I'm preparing for the math contest this spring. This problem was last year. I'm very confused with it. As I understand $I$ is identity matrix. It's geometric series of matrices generated by A. I found this formula on the Internet: $$ S_n = \sum_{k=0}^{n-1}A^k = (I-A)^{-1}(I-A^n) $$ So I can rewrite it: $$ S = \sum_{k=0}^{2022}A^k = (I-A)^{-1}(I-A^{2023}) $$ But I don't know what to do next. How to prove that this greater or equal $0$? Maybe I do something wrong or this problem should be solved by using another formula or method? Please explain how to solve it. I appreciate all hints!
Presumably $A$ is meant to be a real matrix, otherwise the statement is not true at all.
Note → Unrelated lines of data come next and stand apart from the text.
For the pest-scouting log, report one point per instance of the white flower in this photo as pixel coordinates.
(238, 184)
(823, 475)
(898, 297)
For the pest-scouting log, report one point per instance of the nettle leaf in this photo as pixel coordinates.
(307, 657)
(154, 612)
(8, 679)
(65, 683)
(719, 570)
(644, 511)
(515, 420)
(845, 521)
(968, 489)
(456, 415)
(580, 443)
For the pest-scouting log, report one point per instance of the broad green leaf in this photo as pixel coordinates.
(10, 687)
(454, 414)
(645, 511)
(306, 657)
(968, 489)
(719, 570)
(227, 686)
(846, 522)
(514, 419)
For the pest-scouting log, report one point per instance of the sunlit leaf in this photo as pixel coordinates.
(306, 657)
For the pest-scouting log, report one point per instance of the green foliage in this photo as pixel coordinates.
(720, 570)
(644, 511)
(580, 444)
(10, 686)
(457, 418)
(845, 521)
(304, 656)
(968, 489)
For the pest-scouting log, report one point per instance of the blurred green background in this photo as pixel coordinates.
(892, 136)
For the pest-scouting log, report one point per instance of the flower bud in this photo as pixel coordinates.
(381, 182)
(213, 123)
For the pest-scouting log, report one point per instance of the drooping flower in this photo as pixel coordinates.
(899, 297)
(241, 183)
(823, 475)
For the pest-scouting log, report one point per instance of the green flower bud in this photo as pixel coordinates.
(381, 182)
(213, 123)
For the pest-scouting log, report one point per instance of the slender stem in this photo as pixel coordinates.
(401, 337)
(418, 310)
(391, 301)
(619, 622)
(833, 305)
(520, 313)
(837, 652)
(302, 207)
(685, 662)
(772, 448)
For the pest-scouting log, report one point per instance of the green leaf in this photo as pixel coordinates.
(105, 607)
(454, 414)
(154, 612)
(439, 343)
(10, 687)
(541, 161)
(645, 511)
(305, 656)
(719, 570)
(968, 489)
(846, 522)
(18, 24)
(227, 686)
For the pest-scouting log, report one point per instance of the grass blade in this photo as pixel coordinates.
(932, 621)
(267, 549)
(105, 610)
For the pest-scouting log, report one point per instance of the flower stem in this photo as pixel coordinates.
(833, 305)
Hint: Let $f(x) = 1+x+\ldots+x^{2022}$. If $A$ has eigenvalues $\lambda_1, \ldots, \lambda_n$ (counting multiplicities), then $\det(f(A)) = \prod_j f(\lambda_j)$. What can you say about $f(\lambda_j)$ if $\lambda_j$ is real? What about $f(\lambda_j) f(\overline{\lambda_j})$ if $\lambda_j$ is not real?
Further hint: the fact that $f(x) = (x^{2023}-1)/(x-1)$ may be useful.